BPC Loas: o que é, quem tem direito e como solicitar

Você sabia que mesmo sem ser contribuinte do INSS, é possível receber renda após os 65 anos? 

O Benefício de Prestação Continuada, mais conhecido como BPC Loas, tem o objetivo de oferecer renda para aqueles que não conseguiram se aposentar por não ser contribuinte ou por não cumprir o tempo hábil para solicitar a aposentadoria. 

Além de idosos de 65 anos ou mais de baixa renda, também podem receber o benefício pessoas com deficiência. Porém, para comprovar a deficiência e a renda é preciso ficar de olho nos requisitos. 

Para tirar suas dúvidas sobre o que é o BPC Loas, quem tem direito a receber e o que fazer caso o seu pedido seja negado, continue a leitura!

O que é o Benefício de Prestação Continuada (BPC)

Como já dito anteriormente, o BPC é um benefício dedicado a oferecer um salário mínimo mensal a idosos e portadores de deficiência que estejam em situação vulnerável, ou seja, de baixa renda. 

O Benefício de Prestação Continuada é instituído pela Lei Orgânica da Assistência Social (LOAS), ou Lei 8.742 criada em 7 de dezembro de 1993.

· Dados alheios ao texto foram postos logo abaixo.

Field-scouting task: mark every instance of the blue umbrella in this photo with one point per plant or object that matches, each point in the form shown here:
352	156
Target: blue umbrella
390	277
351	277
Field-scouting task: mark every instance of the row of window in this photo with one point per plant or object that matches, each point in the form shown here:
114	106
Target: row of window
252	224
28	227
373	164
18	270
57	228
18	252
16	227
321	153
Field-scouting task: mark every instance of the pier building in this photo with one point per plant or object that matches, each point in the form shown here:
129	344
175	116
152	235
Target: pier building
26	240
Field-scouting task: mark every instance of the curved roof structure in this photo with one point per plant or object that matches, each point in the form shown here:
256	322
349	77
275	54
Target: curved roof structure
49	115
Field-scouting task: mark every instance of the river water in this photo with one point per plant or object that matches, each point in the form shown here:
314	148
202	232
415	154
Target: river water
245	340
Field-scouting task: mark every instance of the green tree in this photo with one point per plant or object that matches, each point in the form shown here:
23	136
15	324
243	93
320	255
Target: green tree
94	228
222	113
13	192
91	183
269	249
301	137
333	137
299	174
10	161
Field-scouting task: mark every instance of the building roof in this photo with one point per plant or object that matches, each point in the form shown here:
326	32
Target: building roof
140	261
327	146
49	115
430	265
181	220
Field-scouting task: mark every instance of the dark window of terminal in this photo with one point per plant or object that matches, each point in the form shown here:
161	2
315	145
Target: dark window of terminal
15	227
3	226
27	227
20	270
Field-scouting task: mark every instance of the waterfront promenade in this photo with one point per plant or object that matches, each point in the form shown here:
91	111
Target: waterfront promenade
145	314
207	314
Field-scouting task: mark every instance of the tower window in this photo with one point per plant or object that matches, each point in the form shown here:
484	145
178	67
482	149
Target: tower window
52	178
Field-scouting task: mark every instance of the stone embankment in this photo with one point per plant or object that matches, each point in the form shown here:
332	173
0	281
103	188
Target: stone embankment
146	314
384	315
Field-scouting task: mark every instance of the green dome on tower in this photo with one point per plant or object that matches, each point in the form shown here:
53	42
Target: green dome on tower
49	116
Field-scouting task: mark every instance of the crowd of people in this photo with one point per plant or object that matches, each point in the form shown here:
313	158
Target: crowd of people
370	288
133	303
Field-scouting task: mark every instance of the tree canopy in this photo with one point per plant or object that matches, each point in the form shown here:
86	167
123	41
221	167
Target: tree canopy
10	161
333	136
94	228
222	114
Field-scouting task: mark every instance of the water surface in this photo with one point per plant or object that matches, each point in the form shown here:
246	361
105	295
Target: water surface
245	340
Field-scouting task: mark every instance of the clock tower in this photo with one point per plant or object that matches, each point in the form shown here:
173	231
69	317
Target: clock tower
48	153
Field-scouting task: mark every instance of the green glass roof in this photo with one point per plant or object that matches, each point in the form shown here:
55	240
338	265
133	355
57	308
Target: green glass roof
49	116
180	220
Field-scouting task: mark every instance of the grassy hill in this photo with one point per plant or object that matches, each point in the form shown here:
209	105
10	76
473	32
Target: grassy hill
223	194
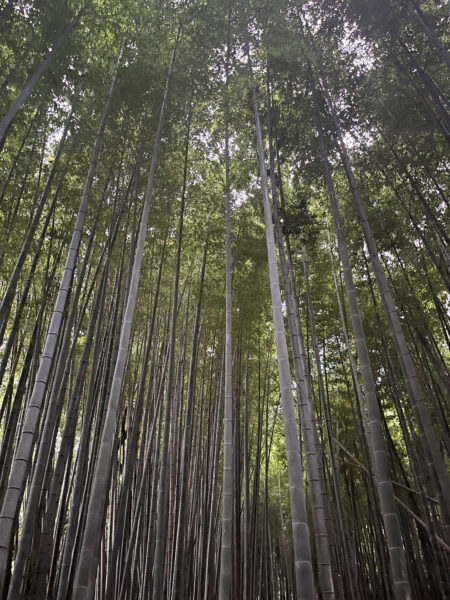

O objetivo desse benefício é oferecer um sustento para idosos iguais ou acima de 65 anos que não conseguiram contribuir para a Previdência Social ou não contribuíram o tempo necessário para aposentar, e também não contam com ajuda de familiares para seu sustento.

Também têm direito ao benefício pessoas portadoras de deficiência de natureza física, mental, intelectual ou sensorial de longo prazo (com efeitos por pelo menos 2 anos), que a impossibilite de participar de forma plena e efetiva na sociedade, em igualdade de condições com as demais pessoas.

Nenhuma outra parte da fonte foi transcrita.